LBGT propaganda Russia
Urgent action needs to be taken to prevent young people from being exposed to LGBT+ content online, a leading Russian internet group has claimed, saying targeted sites should be blocked without having to wait for a court order.

Speaking to Moscow's TASS on Monday, Yekaterina Mizulina, the director of the Safe Internet League and a member of the country's Civic Chamber, warned that the online space is becoming increasingly politicized. "LGBT propaganda aimed at children on social networks has hit colossal proportions," she argued.

According to her, "the next step in combatting gay propaganda among children, in the view of the Safe Internet League, is to introduce the pre-trial blocking of materials that promote non-traditional family values among minors."

In a statement, the online safety group told parents that platforms like TikTok, Instagram and YouTube, as well as Russian networking site VKontakte, "are filled with gay propaganda aimed at minors: cartoons, comics, anime, videos shot by famous bloggers."

Moscow adopted a law in 2013 that banned the "promotion of non-traditional relationships" among young people, in a move lawmakers said would protect them. However, detractors, including a large number of Western lobby groups, have insisted it constitutes an attack on LGBT+ rights, with the Council of Europe demanding the measures be revoked. The European Court of Human Rights has also ruled that Moscow must recognize gay marriages after an appeal from same-sex couples, with the Kremlin insisting that would be against the terms of the country's constitution.

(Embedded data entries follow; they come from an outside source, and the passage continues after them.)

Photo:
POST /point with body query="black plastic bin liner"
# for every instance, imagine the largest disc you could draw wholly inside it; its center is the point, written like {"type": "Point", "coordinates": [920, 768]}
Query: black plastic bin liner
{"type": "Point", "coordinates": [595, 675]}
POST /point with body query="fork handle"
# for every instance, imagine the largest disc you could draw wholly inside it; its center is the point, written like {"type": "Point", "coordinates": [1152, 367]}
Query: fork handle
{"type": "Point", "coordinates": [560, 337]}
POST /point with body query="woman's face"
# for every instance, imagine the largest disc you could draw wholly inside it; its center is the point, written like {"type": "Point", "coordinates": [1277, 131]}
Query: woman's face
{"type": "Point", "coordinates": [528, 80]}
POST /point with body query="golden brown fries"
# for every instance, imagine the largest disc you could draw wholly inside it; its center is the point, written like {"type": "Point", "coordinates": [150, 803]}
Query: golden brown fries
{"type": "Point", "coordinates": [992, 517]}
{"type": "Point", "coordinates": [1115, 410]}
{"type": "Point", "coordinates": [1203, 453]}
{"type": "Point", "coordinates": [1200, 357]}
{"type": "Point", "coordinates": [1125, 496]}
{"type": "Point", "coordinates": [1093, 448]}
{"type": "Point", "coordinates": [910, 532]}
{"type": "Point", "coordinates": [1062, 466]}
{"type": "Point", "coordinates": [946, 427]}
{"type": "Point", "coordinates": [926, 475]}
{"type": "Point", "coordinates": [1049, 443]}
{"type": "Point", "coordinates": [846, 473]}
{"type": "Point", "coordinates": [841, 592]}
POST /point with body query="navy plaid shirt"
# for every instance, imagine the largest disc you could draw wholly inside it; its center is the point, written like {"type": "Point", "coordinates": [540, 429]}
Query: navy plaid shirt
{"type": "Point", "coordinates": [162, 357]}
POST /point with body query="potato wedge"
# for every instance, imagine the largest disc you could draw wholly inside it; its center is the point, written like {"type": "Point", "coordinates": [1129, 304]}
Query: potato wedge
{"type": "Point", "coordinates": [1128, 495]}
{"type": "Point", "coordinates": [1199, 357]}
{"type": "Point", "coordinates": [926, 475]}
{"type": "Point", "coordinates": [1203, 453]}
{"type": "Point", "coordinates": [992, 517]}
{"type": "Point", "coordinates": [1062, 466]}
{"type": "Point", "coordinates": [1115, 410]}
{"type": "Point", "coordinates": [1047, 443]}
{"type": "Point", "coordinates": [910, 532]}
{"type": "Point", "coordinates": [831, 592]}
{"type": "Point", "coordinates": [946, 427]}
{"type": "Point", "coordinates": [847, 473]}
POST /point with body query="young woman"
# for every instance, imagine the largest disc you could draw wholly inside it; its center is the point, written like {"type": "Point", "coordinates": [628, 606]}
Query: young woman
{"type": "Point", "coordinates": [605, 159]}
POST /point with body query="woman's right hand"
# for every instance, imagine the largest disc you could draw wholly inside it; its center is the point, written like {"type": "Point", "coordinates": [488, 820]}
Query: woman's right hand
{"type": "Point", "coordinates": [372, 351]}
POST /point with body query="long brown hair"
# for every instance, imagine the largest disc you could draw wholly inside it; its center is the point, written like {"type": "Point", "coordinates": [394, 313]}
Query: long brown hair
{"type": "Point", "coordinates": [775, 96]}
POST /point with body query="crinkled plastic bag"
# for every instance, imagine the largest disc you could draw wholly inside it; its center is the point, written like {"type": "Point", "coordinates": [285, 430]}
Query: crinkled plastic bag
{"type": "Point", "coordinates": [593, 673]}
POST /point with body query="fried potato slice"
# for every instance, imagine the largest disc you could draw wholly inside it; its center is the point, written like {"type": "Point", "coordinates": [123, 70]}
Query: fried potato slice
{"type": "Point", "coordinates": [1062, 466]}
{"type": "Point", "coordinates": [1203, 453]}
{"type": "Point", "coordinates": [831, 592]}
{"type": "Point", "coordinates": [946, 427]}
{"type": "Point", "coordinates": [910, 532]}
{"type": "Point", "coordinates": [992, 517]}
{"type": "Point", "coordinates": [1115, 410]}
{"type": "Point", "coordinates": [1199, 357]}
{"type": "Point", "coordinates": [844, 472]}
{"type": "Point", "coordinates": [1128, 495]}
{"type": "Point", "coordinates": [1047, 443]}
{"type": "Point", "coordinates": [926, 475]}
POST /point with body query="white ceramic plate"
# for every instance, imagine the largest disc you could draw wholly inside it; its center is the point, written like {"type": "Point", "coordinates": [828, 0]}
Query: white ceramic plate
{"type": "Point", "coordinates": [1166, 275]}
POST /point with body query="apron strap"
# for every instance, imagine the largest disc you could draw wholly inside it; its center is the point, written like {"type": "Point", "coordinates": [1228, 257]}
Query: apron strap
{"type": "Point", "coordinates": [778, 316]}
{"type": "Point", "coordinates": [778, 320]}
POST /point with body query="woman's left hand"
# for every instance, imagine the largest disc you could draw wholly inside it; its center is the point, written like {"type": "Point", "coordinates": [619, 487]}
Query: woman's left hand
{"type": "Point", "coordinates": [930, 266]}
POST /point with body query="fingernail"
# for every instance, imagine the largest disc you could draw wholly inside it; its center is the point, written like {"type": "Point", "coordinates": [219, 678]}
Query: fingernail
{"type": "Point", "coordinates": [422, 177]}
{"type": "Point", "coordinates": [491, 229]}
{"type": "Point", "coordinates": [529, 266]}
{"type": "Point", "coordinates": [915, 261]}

Defending the measures, President Vladimir Putin has argued that the law targets only "gay propaganda," and had "nothing to do with persecuting individuals for their sexual orientation." Speaking to journalists after the bill was passed, the Russian leader said, "I don't care about a person's orientation, and I myself know some people who are gay. We are on friendly terms. I'm not prejudiced in any way."

In July, popular grocery story chain VkusVill was forced to apologize after featuring a lesbian couple and their children in an advert for vegan food. In a statement, the firm blamed the marketing materials on "the unprofessionalism of individual employees" and said it regretted the public outcry over the ad.